News

22.02.16

Single departmental ‘laundry lists’

Business plans published for every Whitehall department on Friday have already been harshly criticised for giving civil servants a hard time while blocking the public from holding the government to account.

The ‘single departmental plans’ were published last week after John Manzoni, Civil Service chief executive, argued they would provide a “single, clear roadmap” by bringing together efficiency, spending round and activity plans into one document per department.

“Crucially, since SDPs are completely aligned with the Spending Review, they will enable us to bring together inputs (especially funding) with outputs – thus making clear the trade-offs and choices. If we do them well, they will show the choices we must make to ensure we can deliver what we promise over the next period,” he said in a blog last year.

But these plans, published while the Commons was in recess, suffered a humiliating blow less than a day after they came out – with the Institute for Government’s deputy director, Julian McCrae, saying they are “little more than a laundry list of nice-to-haves, giving no sense of ministerial priorities”.

McCrae said it was possible to identify more than 60 separate priorities in Theresa May’s plan for the Home Office, and close to 100 in Patrick McLoughlin’s plan for the Department for Transport.

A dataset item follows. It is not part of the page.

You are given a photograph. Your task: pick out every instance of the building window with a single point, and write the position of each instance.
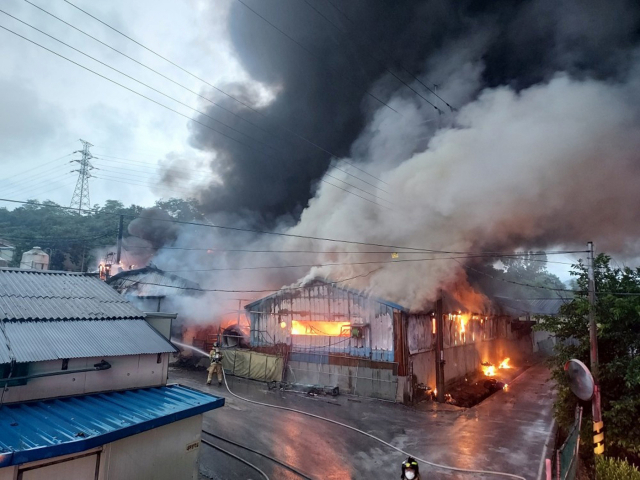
(19, 370)
(327, 329)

“Worse still, many of these individual priorities are little more than waffle, which is no use either to civil servants trying to implement the government’s agenda or to the public trying to hold them to account,” he said.

The Financial Times also had sources over the weekend saying the single plans (originally intended to build on concrete business plans to reflect government spending) were falling in the hands of ministers keen on including unclear manifesto commitments in their documents – such as “reduce immigration to the tens of thousands”.

Yet other Whitehall officials said they would show progress against real objectives rather than transforming goals into tick-box exercises.

As well as coming out during the peak of the EU summit in Brussels, the plans were also published on the afternoon of a Friday when the Commons was in recess – but Cabinet Office insiders insisted they were simply published as soon as they were completed.